27 July, 2012

Sanskrit and Orientalism: Indology and Comparative Linguistics in Germany, 1750-1958


Sanskrit and Orientalism: Indology and Comparative Linguistics in Germany, 1750-1958
By- Douglas T. McGetchin, Peter K.J. Park, and D. R. SarDesai (Eds.)

The groundbreaking studies contained in this volume present a history of Sanskrit philology and comparative-historical linguistics that is fully integrated with German political and intellectual history ranging from the Enlightenment to Cold War eras. The authors engage and extend the intercultural ‘dialogue’ that Wilhelm Halbfass powerfully initiated in India and Europe: An Essay in Understanding (1988). This volume contains his last public address, in which he challenges the ‘Otherness’ of German Indology, seeing Germany as fitting a European pattern.
While the lack of direct German colonial involvement in India does not completely eliminate the relevance of Edward Said’s arguments in Orientalism (1978) for German Indology, it does call for an individual appraisal of the German case.

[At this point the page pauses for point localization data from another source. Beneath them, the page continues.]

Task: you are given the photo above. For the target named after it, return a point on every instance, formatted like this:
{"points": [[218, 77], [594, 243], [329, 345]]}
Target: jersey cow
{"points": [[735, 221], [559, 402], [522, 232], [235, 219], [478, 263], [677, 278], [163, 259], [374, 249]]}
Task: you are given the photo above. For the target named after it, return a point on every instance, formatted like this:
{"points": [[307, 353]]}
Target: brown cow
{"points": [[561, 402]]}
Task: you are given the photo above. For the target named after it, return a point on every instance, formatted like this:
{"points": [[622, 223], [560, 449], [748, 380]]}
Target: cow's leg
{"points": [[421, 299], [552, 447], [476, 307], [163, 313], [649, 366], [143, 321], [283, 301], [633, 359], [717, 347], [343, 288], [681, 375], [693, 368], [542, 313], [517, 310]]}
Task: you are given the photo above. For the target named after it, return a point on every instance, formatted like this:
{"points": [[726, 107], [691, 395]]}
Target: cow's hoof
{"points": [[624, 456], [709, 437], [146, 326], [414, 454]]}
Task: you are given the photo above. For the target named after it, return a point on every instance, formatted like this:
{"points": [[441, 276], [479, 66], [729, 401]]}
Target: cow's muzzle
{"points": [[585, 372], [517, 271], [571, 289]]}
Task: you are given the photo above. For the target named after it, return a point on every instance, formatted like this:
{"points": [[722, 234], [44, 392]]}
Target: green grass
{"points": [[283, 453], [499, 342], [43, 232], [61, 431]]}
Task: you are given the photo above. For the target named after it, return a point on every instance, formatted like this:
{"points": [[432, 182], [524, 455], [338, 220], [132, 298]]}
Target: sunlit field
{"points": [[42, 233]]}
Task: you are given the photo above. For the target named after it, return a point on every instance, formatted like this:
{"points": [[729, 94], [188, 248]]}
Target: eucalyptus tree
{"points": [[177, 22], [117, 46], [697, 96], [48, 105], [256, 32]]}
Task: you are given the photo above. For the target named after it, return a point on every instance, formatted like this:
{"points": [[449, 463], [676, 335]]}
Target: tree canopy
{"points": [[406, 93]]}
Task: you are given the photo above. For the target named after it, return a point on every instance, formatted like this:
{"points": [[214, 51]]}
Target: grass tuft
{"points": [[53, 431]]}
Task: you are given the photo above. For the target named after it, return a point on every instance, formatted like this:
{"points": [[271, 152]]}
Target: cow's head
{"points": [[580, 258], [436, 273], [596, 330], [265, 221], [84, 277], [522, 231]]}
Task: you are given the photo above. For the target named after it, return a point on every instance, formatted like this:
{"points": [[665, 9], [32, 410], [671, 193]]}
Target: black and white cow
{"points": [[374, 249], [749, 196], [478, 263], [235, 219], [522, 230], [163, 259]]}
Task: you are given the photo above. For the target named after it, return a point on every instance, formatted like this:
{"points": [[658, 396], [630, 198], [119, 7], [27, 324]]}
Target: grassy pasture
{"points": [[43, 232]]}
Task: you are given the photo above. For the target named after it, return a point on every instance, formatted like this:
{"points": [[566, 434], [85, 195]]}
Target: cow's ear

The long-tauted special historical relationship between India and Germany, as purported by some professional Indologists, is at last critically examined in this volume by historians who are able to approach the question with a knowledge of the particulars of institutional as well as intellectual and political history.

Douglas T. McGetchin is a Lecturer at the University of California, San Diego.
Peter K.J. Park is a candidate for a Ph.D. in history at the University of California, Los Angeles.
 D.R. SarDesai is Professor Emeritus at UCLA. A member of the History faculty since 1966, he was the Department’s Vice-Chair and the first holder of the Navin and Pratima Doshi Chair in Indian History, from 1998 to 2001.